I really enjoyed it. I don't know how big the market for it really is - probably a lot bigger than the 10 people who were there, but I don't know how big. It's obviously for the person who wants the information rather than the person who just wants to go to a class as a social thing. It also wasn't much advertised, so it might have been a bit of an experiment. This week they did another one about milonga, which I really enjoyed too, and there were some more that I didn't go to.

It's a lot of fun to just listen quietly together with a person who understands the music and can explain it, and especially it helped a lot when Adrian got up and walked around to show us exactly what he meant by being on or off the music. For instance he was showing us how, if you mechanically do the same thing, you will get out of sync with the traspié as soon as there is a pause. It's possible to write that explanation down, but it's much easier to understand by watching him walk while you try to play air-bass so you can see when he is with you and when not.

I think the group was the right size, small enough so that people could ask questions and followups without it getting too far out of hand.

Ann said...

Stefano Fava at Tango in Action gives masterly musicality classes when he's inclined to - he's a classically trained musician and has a knack for explaining it. He cracked valses (well beyond the 1-2-3 1-2-3) for me a few years ago and I'm forever grateful to him.

Game Cat said...

Re Andrea's point about why teachers may not feel inclined to teach musicality - I'm inclined to agree, sadly. However I also lay the blame with all students who want more of this but don't speak up and ask teachers about it (myself included). If we want this, we should show teachers there is demand for it.

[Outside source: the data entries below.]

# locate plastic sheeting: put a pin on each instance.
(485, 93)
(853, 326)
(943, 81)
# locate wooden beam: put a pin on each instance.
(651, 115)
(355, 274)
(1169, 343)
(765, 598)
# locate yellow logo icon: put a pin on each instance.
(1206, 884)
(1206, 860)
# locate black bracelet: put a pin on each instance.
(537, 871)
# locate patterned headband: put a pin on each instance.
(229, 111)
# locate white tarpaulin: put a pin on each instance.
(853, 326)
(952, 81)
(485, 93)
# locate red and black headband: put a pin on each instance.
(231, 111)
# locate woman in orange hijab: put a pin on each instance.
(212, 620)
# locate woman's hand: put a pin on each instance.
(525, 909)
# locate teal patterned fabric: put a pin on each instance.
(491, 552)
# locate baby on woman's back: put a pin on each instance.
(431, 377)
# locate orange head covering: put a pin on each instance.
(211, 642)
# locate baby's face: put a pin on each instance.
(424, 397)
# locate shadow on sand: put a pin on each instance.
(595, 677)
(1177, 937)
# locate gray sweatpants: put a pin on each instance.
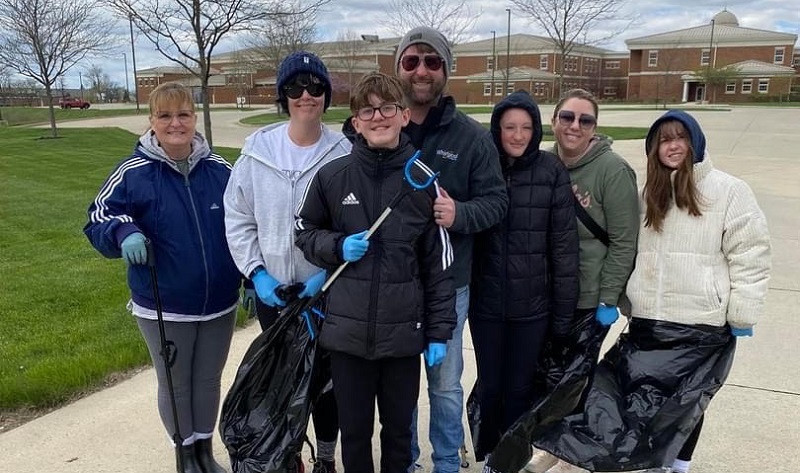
(202, 349)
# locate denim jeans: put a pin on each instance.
(446, 396)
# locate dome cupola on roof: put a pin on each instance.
(725, 18)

Re Ann's point about SF - I've heard that he and AW have just re-started going deeper into the music on their Wed evening second class. They used to do this a lot, but eased off when interested (and technically able) people naturally attrition-ed away. I have seen them teach musicality in other classes and some students actually walked out because "I'm here to learn steps". I'm hoping SF and AW keep it up. Feel free to email them if you want to find out more.